平成28年版つまり2016年度の「情報通信白書」が公開された。今年の特集のタイトルは「IoT・ビッグデータ・AI~ネットワークとデータが創造する新たな価値~」である。
一見してこのテーマは何か新しい領域にフォーカスを当てたものに見える。しかし、実際に中身を紐解いてみたところ、IoT(モノのインターネット 、ビッグデータ、AI(人工知能)が単に新しい領域を形作るだけでなく、既存のICT(情報通信技術で扱われていること)にも影響し、この3つ自体も複雑に絡み合っていくような、現在のICT、そして情報化社会全体を裏から少しずつ変えていくような世界観を見ることができた。
このような状況下では、例えば企業が「IoTを推進する」と言った場合、どの事業やどのICTに適用すればいいのかを考えていく必要がある。今回の「情報通信白書」ではそれに対して明確な答えは与えていないが、さまざまな実例やデータを元に何に着手するべきかの種を与えてくれる。
また、近年全く新しい形で現れたAIについて、そもそもどういったもので何ができる可能性があるのかということについて述べている。本記事では、まず既に普及したスマートフォンやクラウドプラットフォームなどを中心に、消費者、公共分野、訪日外国人の各領域についてICT利用の現在についてまとめることで、IoTなどの新潮流を理解する足がかりにする。
ICTの経済的価値
IoTやビッグデータには、既存のICTによって提供されてきたサービスの中に組み込まれながら、変化をもたらしていく側面がある。その実際について見る前にまず、消費者向けICTサービスの現状についてまとめる。まず企業側、消費者側双方についてのICTの価値について概観する。
以下の図では、企業側のICTを価値を既存統計でとらえられる価値とする一方で、消費者側では経済成長に加えて非貨幣的価値が増大するとしてまとめている。

ICTの貢献の多様性 出典:「平成28年版情報通信白書」(総務省)
企業側でのICTの貢献は、まず規模の経済性、ネットワーク効果などの経済性として現れる。次に、新しいビジネスモデルが可能になる。特に基本的な財やサービスを無料で提供した上で付加価値を有料化するフリーミアムがICTと関連性が深い。このように、基本的に最終的には経済成長に影響する。

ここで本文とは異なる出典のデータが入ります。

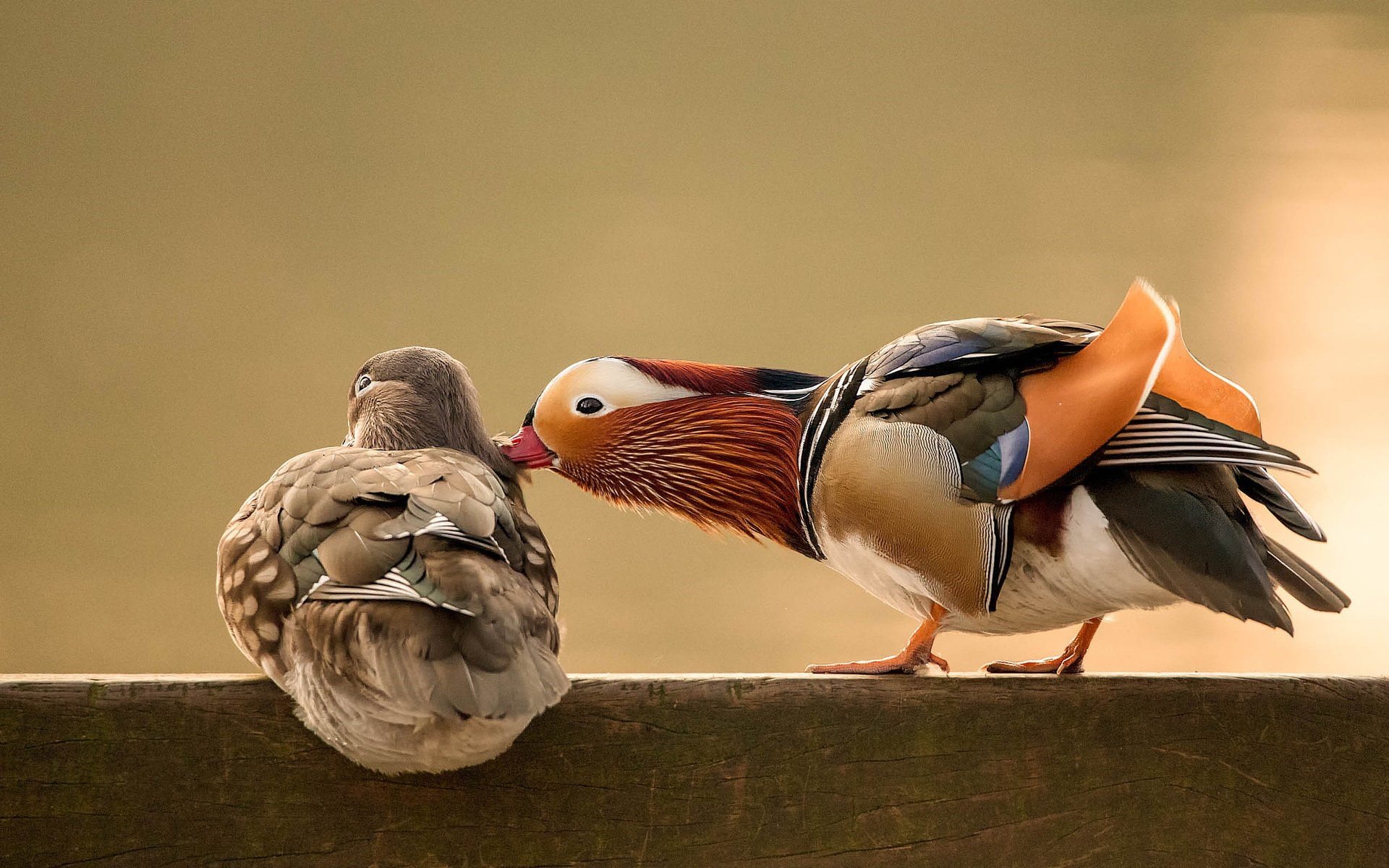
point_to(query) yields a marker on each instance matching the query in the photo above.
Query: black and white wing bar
(1163, 438)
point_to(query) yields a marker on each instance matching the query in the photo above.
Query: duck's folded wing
(339, 528)
(1031, 401)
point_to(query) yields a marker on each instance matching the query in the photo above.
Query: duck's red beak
(527, 451)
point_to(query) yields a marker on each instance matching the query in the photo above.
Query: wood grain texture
(1271, 771)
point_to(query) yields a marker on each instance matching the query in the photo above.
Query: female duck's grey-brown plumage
(396, 588)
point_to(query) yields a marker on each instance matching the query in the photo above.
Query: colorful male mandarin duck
(982, 475)
(395, 587)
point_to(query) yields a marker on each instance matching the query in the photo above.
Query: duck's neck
(721, 463)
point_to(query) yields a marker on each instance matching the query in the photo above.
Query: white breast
(1091, 578)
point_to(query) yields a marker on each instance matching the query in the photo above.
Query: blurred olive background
(213, 213)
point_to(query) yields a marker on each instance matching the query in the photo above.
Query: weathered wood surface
(1273, 771)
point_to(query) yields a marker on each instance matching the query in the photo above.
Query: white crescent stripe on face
(611, 381)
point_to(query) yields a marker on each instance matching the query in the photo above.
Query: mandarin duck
(395, 587)
(982, 475)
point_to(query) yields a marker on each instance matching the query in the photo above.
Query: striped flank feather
(1164, 433)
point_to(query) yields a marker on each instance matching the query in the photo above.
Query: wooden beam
(739, 770)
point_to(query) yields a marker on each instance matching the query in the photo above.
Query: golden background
(213, 213)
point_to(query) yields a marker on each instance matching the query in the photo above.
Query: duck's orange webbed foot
(906, 661)
(1067, 663)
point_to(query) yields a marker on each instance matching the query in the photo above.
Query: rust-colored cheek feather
(717, 461)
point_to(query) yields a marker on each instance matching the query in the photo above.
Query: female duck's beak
(527, 451)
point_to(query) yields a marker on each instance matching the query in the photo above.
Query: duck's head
(712, 443)
(417, 398)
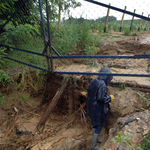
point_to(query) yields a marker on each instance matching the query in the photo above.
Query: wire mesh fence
(86, 28)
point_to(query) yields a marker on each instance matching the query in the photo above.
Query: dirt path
(119, 46)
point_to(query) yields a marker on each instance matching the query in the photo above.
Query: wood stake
(146, 23)
(122, 19)
(140, 23)
(106, 19)
(52, 104)
(132, 20)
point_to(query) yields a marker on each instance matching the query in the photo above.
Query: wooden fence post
(122, 19)
(106, 19)
(146, 23)
(140, 23)
(132, 20)
(52, 104)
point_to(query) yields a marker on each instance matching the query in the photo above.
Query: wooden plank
(122, 19)
(132, 20)
(146, 23)
(52, 104)
(106, 19)
(140, 23)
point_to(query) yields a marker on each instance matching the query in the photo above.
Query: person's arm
(102, 96)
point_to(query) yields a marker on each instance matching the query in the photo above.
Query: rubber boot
(98, 140)
(94, 142)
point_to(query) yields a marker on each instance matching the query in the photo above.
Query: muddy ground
(67, 127)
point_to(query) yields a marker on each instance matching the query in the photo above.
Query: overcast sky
(92, 11)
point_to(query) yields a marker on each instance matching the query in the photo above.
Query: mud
(67, 127)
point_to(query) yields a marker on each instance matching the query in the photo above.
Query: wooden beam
(146, 23)
(122, 19)
(106, 19)
(52, 104)
(132, 20)
(140, 23)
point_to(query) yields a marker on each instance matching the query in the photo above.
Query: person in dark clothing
(97, 104)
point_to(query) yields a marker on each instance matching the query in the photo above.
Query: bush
(126, 31)
(146, 143)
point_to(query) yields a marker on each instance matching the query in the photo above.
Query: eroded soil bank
(67, 127)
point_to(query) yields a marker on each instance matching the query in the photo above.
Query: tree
(64, 5)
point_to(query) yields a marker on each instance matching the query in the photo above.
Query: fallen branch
(52, 104)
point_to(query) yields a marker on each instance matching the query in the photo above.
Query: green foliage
(65, 39)
(2, 99)
(115, 27)
(90, 50)
(146, 143)
(4, 78)
(126, 31)
(14, 34)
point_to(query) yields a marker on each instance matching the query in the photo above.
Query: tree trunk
(59, 16)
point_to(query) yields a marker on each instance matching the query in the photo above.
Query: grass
(35, 45)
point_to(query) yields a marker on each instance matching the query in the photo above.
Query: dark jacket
(97, 100)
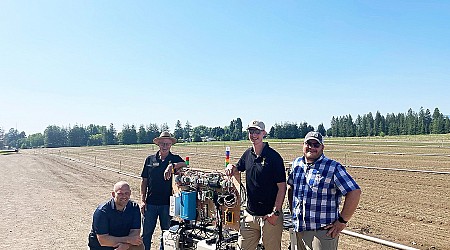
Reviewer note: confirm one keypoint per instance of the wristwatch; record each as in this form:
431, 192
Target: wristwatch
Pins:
341, 220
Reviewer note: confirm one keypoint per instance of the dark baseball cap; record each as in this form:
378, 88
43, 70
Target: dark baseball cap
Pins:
313, 135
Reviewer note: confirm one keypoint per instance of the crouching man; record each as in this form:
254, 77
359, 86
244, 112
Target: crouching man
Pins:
117, 223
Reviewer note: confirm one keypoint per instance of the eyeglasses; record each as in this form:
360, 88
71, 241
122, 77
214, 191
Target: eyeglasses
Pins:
254, 131
313, 144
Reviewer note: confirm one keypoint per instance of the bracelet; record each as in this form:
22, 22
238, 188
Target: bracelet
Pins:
341, 220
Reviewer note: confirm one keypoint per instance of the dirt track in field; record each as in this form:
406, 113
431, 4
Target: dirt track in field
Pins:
49, 202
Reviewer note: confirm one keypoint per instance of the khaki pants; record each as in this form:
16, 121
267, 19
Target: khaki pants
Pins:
316, 240
254, 228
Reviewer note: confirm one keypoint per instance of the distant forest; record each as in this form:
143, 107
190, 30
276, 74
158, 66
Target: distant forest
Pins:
410, 123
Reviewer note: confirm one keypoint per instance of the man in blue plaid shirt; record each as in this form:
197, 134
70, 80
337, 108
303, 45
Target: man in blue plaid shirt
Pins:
316, 185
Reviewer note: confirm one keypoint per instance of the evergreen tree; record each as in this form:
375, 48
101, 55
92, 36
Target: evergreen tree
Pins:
178, 131
437, 123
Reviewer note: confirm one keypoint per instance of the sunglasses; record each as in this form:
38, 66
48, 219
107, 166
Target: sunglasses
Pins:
254, 131
313, 144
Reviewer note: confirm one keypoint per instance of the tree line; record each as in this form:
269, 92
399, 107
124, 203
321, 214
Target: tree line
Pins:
95, 135
410, 123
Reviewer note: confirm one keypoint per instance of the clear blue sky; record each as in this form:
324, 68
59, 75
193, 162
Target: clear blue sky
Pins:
208, 62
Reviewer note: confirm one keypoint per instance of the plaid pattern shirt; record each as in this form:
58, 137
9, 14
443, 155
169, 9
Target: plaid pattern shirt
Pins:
317, 192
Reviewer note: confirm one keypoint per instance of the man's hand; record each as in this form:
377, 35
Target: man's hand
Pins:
335, 229
143, 206
168, 172
271, 218
230, 169
135, 240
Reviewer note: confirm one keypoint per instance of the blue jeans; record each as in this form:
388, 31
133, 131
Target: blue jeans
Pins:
150, 217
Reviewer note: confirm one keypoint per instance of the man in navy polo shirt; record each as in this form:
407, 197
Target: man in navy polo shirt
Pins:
266, 187
156, 187
117, 222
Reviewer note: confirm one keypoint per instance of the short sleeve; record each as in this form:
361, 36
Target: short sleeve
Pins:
100, 222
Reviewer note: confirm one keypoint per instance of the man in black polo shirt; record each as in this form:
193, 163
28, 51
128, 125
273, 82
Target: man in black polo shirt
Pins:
266, 187
156, 187
117, 223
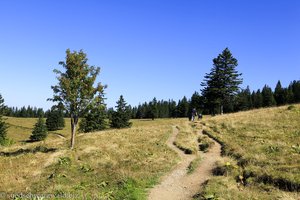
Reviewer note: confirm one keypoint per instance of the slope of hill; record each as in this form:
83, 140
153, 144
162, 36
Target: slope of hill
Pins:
265, 146
111, 164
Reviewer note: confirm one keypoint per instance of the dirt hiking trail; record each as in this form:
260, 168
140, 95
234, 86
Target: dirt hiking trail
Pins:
178, 185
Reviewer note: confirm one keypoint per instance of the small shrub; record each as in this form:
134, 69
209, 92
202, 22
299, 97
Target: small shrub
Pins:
40, 131
86, 168
291, 107
272, 149
64, 161
296, 148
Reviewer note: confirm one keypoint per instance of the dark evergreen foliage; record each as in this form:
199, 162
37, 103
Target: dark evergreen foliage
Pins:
120, 118
222, 83
183, 107
39, 131
280, 95
267, 97
3, 125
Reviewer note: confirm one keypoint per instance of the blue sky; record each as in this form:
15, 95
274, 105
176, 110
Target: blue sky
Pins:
145, 48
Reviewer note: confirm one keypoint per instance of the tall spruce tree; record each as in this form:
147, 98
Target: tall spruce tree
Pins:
222, 83
257, 99
75, 89
243, 100
152, 109
183, 107
279, 94
120, 118
39, 131
3, 125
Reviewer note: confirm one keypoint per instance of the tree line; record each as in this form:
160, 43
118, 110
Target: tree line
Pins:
243, 100
77, 96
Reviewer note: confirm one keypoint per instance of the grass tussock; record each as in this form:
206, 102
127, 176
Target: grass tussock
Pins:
265, 144
186, 139
111, 164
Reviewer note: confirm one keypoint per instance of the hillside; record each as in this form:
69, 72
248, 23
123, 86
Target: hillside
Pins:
264, 150
260, 149
111, 164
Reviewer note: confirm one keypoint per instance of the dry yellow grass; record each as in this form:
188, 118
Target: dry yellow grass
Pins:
106, 164
187, 136
264, 142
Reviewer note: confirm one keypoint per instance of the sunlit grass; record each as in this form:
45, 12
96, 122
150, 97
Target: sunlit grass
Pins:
263, 142
106, 164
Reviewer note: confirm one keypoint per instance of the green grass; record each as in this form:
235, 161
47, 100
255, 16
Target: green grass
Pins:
111, 164
264, 144
186, 139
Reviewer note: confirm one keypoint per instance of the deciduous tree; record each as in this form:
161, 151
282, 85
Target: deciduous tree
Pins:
75, 89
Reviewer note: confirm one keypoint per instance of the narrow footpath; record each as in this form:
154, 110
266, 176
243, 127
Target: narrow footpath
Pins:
178, 185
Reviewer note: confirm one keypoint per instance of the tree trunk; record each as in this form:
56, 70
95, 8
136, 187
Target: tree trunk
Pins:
221, 109
74, 121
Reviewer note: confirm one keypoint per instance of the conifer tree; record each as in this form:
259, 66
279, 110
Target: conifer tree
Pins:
222, 83
3, 126
258, 99
279, 94
183, 107
152, 109
267, 97
120, 118
39, 131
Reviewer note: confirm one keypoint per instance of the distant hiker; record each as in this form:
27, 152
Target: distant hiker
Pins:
194, 113
199, 116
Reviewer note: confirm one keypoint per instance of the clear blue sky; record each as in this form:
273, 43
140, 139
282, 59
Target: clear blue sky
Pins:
145, 48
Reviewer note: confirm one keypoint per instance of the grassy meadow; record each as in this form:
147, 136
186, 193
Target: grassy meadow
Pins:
264, 154
261, 157
111, 164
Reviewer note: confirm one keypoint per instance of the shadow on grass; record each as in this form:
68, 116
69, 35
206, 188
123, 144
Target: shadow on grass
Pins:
37, 149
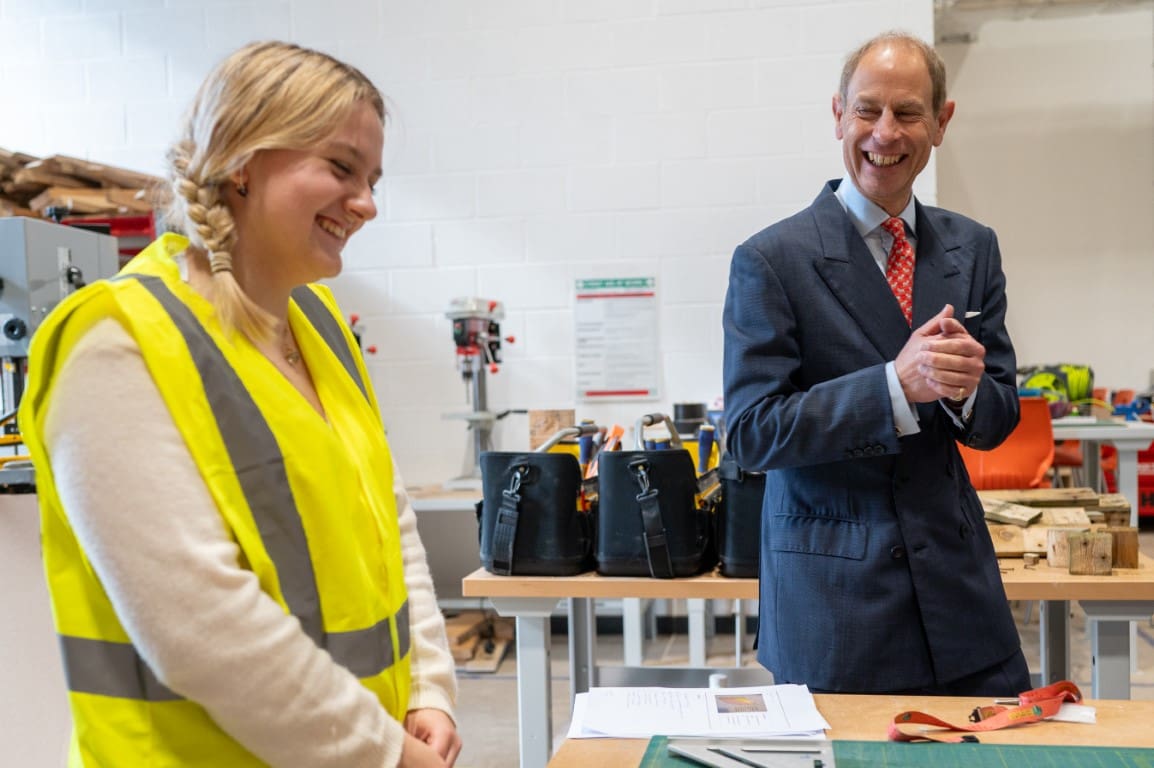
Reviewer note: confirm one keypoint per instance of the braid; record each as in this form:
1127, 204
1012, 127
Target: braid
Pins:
214, 228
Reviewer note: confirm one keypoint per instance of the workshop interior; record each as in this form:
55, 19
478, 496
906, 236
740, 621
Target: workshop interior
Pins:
539, 309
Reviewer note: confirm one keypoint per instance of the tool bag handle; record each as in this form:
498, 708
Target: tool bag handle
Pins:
504, 532
657, 541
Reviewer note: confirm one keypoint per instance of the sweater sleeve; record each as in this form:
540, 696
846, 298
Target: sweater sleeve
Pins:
154, 536
434, 684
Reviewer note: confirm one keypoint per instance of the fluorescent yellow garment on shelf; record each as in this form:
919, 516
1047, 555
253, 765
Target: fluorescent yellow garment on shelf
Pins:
307, 498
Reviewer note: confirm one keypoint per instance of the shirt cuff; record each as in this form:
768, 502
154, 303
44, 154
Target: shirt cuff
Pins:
960, 418
905, 416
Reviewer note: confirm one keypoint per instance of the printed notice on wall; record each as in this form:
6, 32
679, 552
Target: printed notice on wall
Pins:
617, 354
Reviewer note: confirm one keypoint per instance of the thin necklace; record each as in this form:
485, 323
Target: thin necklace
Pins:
289, 347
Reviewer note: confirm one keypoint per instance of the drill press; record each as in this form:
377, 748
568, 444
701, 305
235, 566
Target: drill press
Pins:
477, 333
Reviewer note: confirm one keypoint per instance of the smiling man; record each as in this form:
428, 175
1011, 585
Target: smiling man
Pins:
863, 337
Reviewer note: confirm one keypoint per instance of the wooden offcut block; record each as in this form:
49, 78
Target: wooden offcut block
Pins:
1016, 514
1044, 496
544, 424
1091, 552
1057, 546
1115, 507
1008, 540
1064, 517
1125, 547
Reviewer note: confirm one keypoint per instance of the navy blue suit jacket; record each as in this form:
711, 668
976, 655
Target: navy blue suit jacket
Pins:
877, 570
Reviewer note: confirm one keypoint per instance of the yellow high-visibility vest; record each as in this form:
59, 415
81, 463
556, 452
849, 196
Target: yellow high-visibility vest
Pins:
307, 498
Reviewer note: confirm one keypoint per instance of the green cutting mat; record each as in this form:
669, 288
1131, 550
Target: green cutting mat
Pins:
891, 754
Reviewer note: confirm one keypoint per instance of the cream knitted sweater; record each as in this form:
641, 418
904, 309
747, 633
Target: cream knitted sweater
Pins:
147, 521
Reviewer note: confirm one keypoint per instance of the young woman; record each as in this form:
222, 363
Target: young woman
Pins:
234, 567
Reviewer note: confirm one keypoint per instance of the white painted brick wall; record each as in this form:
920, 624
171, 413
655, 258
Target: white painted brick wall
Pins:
529, 144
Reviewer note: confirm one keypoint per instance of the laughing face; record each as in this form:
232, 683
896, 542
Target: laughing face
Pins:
886, 123
302, 205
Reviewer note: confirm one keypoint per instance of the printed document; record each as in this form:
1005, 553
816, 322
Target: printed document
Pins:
756, 712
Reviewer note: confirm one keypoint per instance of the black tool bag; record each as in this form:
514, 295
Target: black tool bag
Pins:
647, 520
529, 518
739, 519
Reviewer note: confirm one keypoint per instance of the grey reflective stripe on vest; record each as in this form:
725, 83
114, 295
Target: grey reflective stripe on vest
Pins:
115, 669
110, 669
326, 324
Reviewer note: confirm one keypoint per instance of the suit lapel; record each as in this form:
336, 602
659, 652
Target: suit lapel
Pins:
942, 271
852, 275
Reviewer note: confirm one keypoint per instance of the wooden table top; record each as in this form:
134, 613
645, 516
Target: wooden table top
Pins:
864, 717
1038, 582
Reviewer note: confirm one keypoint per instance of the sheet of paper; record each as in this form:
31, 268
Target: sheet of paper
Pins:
764, 712
1071, 713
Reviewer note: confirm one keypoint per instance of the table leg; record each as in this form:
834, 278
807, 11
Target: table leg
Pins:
632, 631
1092, 464
697, 612
582, 646
1110, 646
1054, 632
739, 631
534, 682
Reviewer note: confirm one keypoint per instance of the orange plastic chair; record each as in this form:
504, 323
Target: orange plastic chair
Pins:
1023, 459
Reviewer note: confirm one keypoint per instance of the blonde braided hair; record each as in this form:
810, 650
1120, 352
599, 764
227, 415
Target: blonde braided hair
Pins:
263, 96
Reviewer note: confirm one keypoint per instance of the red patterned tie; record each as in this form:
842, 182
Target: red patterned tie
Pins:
899, 270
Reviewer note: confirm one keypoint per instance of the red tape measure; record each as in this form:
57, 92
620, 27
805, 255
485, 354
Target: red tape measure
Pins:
1033, 706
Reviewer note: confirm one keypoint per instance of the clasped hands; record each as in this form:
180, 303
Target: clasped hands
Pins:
941, 360
431, 739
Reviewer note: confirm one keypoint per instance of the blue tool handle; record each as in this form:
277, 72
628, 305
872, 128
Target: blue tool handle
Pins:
704, 448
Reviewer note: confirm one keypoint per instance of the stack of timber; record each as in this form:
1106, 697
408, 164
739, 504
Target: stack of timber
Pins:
478, 640
31, 186
1073, 528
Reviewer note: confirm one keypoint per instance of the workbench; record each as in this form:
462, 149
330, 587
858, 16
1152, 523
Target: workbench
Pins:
1110, 603
864, 718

一方、消費者側のICTの価値について考える際には、まずICT財・サービスがどのようなものかについて検討する必要がある。ICT財・サービスの特徴としては、複製コストがほぼゼロになる「デジタル化」、ムーアの法則などの「指数関数的性能の向上」、場所や時間にとらわれず情報を共有できる「ウェブ化(クラウド化)」が挙げられる。これらの特徴は既存の財・サービスとは異なるため、GDPに現れにくい。その代替として、以下に挙げるような非貨幣価値を導入する。
企業が現在提供するサービスや、ICT財・サービスの特徴から、消費者側におけるICTの貢献、効果、サービスを3つにまとめることができる。